Internationally renowned sculptor, installation artist, and environmental artist Alice Aycock discusses the relationship of art and ideas, the evolution of her creative process, public commissions, and cutting her artistic teeth in New York City in the late 1960s and 1970s.

“People have to realize if you’re in this, you’re in it for the long haul. You’re not always getting the limelight, but that doesn’t mean you’re not working, that doesn’t mean you’re not doing shows... Having a career in art, it’s the long haul.”

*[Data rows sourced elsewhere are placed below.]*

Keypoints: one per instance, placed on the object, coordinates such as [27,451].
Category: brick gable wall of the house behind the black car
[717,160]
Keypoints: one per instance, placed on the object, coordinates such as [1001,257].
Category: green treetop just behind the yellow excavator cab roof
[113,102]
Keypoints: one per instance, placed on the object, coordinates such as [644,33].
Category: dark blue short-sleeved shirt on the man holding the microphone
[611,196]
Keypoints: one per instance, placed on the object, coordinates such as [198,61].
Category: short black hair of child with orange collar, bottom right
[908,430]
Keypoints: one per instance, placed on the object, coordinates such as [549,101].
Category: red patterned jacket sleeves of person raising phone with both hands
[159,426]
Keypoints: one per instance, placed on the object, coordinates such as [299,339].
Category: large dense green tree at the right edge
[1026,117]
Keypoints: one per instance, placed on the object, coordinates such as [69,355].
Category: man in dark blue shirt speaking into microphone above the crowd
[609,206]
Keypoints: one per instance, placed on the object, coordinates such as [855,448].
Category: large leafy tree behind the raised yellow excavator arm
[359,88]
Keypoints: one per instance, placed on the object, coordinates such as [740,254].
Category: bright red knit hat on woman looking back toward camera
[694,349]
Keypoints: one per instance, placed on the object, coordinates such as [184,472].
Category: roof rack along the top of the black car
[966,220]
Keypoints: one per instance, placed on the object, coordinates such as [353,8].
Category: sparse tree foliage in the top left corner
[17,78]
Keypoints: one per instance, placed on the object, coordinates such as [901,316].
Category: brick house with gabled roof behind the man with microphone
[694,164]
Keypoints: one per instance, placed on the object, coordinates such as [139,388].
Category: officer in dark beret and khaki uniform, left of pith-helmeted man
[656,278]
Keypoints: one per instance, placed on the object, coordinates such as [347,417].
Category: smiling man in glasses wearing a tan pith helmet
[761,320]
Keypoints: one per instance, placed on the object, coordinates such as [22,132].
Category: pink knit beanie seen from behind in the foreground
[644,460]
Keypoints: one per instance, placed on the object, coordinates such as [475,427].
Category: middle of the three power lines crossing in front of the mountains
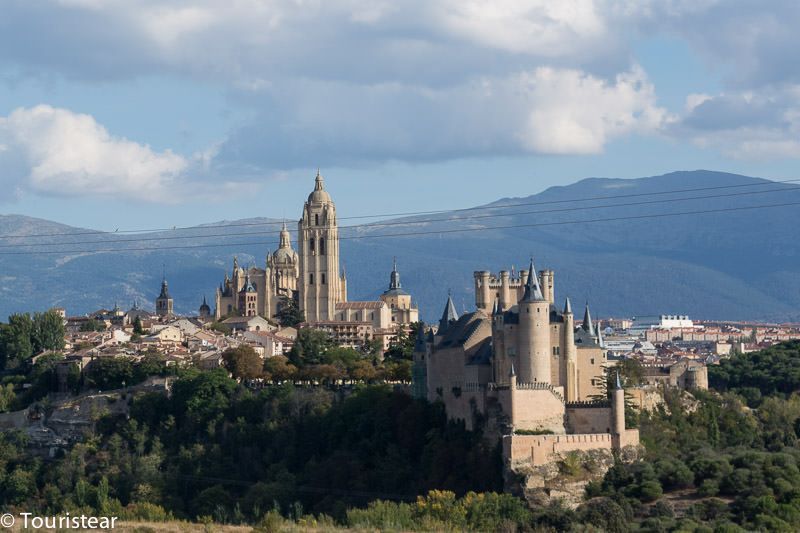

Alice Aycock is known for her large-scale, architectural, and site-specific sculptures bearing the influence of minimalism and conceptualism. Aycock studied at Douglass College, the women’s division of Rutgers University in New Brunswick, NJ, from 1964 to 1968, where many Fluxus artists were teaching at the time. She subsequently completed an M.A. under the direction of Robert Morris at Hunter College of the City University of New York (1968–71). As a young artist in New York, Aycock exhibited at 112 Greene Street, an experimental space run by Gordon Matta-Clark. Over the course of her long and prestigious career, Aycock’s work has been exhibited internationally, including at the Venice Biennale, Documenta VI and VIII, and the Whitney Biennial. Her work is held in numerous collections, including the Museum of Modern Art, New York, the Whitney Museum of American Art, and the Los Angeles County Museum of Art. Aycock has taught at the School of Visual Arts in New York since 1991 and the Maryland Institute College of Art in Baltimore since 2010.